There were two sights that made me really want to come to Namibia - and the south part of Namibia in particular. The first were the dunes at Sosussvlei. According to our guide they are the largest dunes in the world. Let me just say that climbing dunes is crazy exhausting, but they are a lot of fun to run down.
I could post about a million pictures from the dunes because it was all so breathtaking, but I think these are some of the best - also, I had to cull out quite a few because the fine sand that was blowing around did a number on my camera lens. :( Might need to get that replaced sometime soon. Who knew dunes were so dangerous?
The deadvlei.

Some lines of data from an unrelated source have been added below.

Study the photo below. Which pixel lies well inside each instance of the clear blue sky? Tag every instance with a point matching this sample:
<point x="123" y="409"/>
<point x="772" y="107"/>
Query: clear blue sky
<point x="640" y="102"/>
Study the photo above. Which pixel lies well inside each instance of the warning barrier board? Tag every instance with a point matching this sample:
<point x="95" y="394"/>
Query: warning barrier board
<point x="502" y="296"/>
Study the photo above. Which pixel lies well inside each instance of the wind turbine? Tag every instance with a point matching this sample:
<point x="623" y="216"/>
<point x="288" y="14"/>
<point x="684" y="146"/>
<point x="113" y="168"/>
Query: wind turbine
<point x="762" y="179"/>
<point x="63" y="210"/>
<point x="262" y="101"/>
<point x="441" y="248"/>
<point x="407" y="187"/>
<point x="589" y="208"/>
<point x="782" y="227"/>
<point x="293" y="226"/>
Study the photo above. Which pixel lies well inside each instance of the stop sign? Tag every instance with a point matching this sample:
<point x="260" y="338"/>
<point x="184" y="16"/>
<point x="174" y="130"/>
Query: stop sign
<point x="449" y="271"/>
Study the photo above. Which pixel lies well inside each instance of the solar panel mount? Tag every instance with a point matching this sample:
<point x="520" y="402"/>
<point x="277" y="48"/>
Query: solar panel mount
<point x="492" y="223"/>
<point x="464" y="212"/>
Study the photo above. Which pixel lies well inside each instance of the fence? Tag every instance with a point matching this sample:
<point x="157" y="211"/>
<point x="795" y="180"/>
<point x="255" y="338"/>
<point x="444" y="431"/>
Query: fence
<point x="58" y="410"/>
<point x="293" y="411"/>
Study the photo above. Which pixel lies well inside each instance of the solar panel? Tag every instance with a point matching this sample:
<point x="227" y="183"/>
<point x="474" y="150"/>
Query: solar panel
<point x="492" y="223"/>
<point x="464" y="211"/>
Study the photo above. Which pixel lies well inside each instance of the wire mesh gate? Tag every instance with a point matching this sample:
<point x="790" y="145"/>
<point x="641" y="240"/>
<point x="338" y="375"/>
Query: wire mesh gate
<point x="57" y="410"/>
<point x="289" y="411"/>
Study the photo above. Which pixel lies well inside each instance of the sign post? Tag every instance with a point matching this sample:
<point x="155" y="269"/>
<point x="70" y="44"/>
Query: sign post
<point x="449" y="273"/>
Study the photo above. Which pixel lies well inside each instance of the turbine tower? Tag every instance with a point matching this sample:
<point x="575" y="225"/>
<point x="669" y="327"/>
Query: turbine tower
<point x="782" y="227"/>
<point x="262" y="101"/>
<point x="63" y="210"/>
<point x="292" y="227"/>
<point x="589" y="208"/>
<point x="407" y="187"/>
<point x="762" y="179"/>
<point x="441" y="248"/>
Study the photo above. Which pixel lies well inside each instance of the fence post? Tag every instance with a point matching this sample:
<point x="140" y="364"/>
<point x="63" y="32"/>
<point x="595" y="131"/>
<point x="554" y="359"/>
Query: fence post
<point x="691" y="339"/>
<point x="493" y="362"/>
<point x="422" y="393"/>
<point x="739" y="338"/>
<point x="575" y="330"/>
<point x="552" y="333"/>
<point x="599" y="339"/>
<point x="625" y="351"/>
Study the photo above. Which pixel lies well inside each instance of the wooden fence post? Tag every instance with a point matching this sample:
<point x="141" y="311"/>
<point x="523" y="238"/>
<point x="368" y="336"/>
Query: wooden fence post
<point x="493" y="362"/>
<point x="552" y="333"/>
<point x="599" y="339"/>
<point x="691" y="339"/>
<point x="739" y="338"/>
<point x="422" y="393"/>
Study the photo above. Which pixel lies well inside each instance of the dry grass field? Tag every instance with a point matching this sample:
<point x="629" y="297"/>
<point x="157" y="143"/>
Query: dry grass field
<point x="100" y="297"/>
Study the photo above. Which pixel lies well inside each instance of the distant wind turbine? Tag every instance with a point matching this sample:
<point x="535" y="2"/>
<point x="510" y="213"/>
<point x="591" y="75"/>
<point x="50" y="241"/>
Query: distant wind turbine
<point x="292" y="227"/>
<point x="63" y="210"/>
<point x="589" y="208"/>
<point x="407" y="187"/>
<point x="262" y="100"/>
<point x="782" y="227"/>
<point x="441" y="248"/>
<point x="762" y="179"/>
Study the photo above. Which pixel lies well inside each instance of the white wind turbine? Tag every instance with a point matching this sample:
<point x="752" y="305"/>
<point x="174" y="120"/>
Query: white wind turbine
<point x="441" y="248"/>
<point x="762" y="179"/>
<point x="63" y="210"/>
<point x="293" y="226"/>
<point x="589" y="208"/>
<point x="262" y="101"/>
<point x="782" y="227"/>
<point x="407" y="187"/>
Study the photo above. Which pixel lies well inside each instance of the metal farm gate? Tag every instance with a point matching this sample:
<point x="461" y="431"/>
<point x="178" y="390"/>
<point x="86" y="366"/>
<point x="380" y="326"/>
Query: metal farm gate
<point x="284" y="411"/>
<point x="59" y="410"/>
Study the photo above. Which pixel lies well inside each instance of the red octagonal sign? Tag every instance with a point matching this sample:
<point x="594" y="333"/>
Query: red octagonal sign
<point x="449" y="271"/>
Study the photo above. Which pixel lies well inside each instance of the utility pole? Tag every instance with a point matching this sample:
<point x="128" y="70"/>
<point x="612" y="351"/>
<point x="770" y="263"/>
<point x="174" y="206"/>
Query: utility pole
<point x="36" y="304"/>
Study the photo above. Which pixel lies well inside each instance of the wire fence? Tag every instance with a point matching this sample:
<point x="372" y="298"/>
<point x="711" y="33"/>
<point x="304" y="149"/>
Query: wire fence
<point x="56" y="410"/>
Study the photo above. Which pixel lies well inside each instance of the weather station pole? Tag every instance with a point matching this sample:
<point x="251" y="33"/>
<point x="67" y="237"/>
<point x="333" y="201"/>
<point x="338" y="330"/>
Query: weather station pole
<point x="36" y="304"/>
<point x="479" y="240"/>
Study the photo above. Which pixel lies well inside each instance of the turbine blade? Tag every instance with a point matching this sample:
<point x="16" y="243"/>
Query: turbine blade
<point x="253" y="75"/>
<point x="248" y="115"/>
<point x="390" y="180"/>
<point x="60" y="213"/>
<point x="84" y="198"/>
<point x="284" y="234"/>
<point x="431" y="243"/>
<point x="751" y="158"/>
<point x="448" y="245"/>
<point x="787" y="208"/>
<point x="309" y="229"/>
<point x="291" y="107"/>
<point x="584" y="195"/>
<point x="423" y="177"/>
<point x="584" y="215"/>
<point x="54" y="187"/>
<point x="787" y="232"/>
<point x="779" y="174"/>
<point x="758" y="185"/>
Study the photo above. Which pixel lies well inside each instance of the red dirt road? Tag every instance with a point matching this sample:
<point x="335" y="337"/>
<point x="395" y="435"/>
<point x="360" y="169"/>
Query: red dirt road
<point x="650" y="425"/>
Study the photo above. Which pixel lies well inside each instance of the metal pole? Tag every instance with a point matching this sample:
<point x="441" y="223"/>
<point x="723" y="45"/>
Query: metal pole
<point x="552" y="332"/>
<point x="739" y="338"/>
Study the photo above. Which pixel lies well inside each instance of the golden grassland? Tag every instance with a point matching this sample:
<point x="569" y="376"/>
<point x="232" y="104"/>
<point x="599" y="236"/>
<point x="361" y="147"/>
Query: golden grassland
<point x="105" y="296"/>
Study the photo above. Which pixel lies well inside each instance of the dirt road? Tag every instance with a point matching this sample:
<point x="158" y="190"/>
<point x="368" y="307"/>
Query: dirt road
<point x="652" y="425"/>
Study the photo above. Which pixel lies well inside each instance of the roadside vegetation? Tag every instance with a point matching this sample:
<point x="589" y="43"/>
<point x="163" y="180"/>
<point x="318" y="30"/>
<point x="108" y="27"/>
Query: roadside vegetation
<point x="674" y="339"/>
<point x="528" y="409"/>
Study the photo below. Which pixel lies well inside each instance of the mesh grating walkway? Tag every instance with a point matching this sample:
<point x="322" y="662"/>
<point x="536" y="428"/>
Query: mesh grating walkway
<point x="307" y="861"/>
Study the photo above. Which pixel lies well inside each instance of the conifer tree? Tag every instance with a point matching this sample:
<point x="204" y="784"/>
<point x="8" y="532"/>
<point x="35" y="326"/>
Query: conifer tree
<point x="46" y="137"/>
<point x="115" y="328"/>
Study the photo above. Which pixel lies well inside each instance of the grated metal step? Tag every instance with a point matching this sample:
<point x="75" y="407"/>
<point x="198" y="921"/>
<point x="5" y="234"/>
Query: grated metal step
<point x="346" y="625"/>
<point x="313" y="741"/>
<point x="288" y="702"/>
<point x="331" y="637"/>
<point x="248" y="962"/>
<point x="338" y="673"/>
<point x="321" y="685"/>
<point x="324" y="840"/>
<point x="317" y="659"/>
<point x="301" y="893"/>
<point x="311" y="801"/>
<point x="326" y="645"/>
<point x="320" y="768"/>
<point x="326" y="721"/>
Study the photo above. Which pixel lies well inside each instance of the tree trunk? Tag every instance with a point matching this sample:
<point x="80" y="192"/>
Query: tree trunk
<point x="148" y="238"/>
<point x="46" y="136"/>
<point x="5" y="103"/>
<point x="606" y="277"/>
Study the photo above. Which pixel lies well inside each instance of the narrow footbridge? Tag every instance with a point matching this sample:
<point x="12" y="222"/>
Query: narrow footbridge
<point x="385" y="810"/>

Photographed better by other people, but still very dramatic, even when an amateur like me comes along with a little 'point and click' camera.
Poor camera! This is what all that blowing sand looked like to my lens.
My friends, climbing 'big daddy'. In the million degree desert - it took maybe 1 1/2-2 hours. No thank you!
This was the only dune I ended up climbing to the top - Dune 45. It was plenty difficult so I feel like I got enough of a workout in.
I love the color - the early morning light really brought out the red in the dunes, though they are by nature very red anyway.
Ok, so that was the dunes.
The other thing I really wanted to see in southern Namibia was the ghost town of Kolmanskop. It has a fascinating history, here. It was great to learn about, but to be honest I mostly just wanted to run around and take pictures and from that standpoint I got exactly what I wanted...the second the tour guide stopped talking.
Most of the pictures are pretty self-explanatory. It's a former mining town that is slowly being taken over by the dunes, so houses full of sand - pretty much as you'd expect. Even the ones without much sand were beautiful to photograph though. Something about the light and the hints of the original owners (like paint, furniture, and wallpaper) just made the houses very moving.